Topic Modeling in R

Topic modeling

LDA

Text mining

unsupervised learning

Unveiling Hidden Structures in Text Data

Author

Changjun Lee

Published

May 6, 2023

Introduction:

Topic modeling is an unsupervised machine learning technique used to discover latent structures within a large collection of documents or text data. This technique is particularly useful for exploring, organizing, and understanding vast text corpora. One popular method for topic modeling is Latent Dirichlet Allocation (LDA), which is a generative probabilistic model that assumes a mixture of topics over documents and words within topics. In this blog post, we will delve into the details of LDA and demonstrate how to perform topic modeling in R using the ‘topicmodels’ package.

Latent Dirichlet Allocation (LDA):

LDA is based on the idea that documents are mixtures of topics, where each topic is a probability distribution over a fixed vocabulary. The generative process for LDA can be summarized as follows:

For each topic k, sample a word distribution $φ_{k}$ ~ Dir(β).
For each document d, sample a topic distribution $θ_{d}$ ~ Dir(α).
For each word w in document d, sample a topic $z_{d}$ , w ~ Multinomial( $θ_{d}$ ), then sample the word $w_{d}$ , n ~ Multinomial( $φ_{z}$ ).
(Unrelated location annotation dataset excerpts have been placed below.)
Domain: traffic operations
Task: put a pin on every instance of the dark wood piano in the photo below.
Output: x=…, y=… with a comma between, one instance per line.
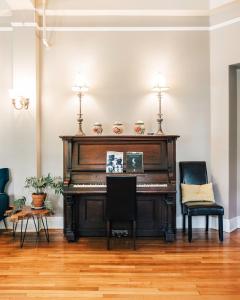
x=84, y=165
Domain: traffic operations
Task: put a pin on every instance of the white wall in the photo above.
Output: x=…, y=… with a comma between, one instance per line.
x=6, y=111
x=120, y=67
x=224, y=51
x=17, y=128
x=238, y=141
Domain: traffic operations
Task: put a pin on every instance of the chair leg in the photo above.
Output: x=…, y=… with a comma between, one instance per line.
x=189, y=229
x=184, y=223
x=5, y=223
x=207, y=223
x=108, y=234
x=134, y=234
x=220, y=227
Here, Dir(α) and Dir(β) denote Dirichlet distributions with parameters α and β, respectively. α and β are hyperparameters controlling the shape of the distributions. The main goal of LDA is to infer the latent topic structures θ and φ by observing the documents.

Performing LDA in R:

We will use the ‘topicmodels’ package in R to perform LDA. First, let’s install and load the necessary packages:

# install.packages("topicmodels")
# install.packages("tm")
library(topicmodels)
library(tm)

Loading required package: NLP

Now, let’s preprocess our text data using the ‘tm’ package. For this example, we will use the ‘AssociatedPress’ dataset, which is available within the ‘topicmodels’ package:

data("AssociatedPress")
dtm <- AssociatedPress
head(dtm)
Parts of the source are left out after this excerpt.